Some variables convert continuous measurements into categories using thresholds defined in `variable-details.csv`.

```{r, warning=FALSE}
# Recode age into 4 groups
cycle4_categorical_ages <- rec_with_table(
  cycle4, "agegroup4",
  variable_details = variable_details, log = TRUE
)
head(cycle4_categorical_ages)
```

### 4.3 Derived variables (computed by functions)

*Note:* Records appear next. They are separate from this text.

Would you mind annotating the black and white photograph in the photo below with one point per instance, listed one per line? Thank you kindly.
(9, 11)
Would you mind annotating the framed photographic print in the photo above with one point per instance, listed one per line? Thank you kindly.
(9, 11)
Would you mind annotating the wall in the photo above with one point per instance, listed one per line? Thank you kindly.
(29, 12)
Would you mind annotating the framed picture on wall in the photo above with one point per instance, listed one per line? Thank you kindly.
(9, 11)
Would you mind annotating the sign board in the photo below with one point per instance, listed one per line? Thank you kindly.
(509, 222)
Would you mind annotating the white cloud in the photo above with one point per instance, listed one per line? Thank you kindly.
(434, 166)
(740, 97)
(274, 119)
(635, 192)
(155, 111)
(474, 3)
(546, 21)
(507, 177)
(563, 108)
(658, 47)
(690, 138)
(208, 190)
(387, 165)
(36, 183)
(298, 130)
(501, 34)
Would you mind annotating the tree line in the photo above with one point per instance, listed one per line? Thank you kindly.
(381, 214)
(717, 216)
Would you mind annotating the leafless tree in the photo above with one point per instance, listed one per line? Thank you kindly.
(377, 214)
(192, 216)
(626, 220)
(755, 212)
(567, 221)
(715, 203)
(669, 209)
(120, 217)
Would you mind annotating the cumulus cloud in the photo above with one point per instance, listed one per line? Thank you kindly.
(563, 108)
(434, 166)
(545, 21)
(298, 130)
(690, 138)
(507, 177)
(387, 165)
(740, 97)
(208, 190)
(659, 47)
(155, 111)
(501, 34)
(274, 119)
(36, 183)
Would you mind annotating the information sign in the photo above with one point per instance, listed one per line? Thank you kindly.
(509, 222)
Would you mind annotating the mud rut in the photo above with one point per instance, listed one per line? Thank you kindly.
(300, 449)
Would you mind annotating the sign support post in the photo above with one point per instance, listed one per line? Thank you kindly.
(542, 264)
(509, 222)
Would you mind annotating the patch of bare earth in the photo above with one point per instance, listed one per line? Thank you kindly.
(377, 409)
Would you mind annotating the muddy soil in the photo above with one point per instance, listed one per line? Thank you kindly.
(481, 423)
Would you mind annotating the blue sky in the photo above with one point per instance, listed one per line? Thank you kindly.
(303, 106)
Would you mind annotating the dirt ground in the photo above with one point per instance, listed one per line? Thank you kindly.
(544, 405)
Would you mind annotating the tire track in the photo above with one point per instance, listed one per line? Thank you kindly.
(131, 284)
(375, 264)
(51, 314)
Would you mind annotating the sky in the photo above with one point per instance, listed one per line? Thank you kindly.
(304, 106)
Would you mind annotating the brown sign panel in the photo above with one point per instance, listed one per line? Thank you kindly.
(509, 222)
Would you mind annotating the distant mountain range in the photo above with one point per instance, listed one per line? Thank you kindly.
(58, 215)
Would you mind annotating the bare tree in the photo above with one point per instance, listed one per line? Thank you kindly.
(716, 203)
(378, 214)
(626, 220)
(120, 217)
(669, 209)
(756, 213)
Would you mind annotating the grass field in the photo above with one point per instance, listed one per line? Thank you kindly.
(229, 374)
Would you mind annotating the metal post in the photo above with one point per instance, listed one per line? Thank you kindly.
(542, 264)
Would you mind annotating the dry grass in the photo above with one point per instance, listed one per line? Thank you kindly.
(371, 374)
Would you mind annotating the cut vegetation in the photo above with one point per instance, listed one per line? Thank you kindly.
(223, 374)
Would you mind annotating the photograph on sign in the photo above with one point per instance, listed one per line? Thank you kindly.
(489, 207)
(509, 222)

Derived variables are computed by R functions referenced as `Func::` entries in `variable-details.csv`. These require their input variables to be present in the data. See [Derived variables](derived_variables.html) for details.

```{r, warning=FALSE}
# Derive adjusted systolic blood pressure
# bpmdpbps (raw SBP) must be in the data for sbp_adj_mmhg to be computed
cycle4_adjusted_SBPs <- rec_with_table(
  cycle4, c("bpmdpbps", "sbp_adj_mmhg"),
  variable_details = variable_details, log = TRUE
)
head(cycle4_adjusted_SBPs)
```

## 5. Next steps

- **Full walkthrough** -- End-to-end hypertension prevalence analysis in [Analysis walkthrough](analysis_walkthrough.html).
- **Medication recoding** -- Required before deriving hypertension or diabetes status. See [Recoding medications](recoding_medications.html).
- **Understanding the metadata** -- Learn about the CSV schema in [Variable schema reference](variables_and_variable_details.html).
- **Derived variables** -- How `Func::` and `DerivedVar::` entries work in [Derived variables](derived_variables.html).
- **Adding variables** -- Extend chmsflow with your own variables in [How to add variables](how_to_add_variables.html).
- **Missing data** -- How `haven::tagged_na()` handles CHMS missing codes in [Missing data (tagged_na)](tagged_na_usage.html).
- **Methodology** -- Why harmonization is non-trivial and how chmsflow works in [Methodology](methodology.html).
- **RDC setup** -- Using chmsflow at a Research Data Centre in [Using chmsflow at an RDC](using_chmsflow_at_an_rdc.html).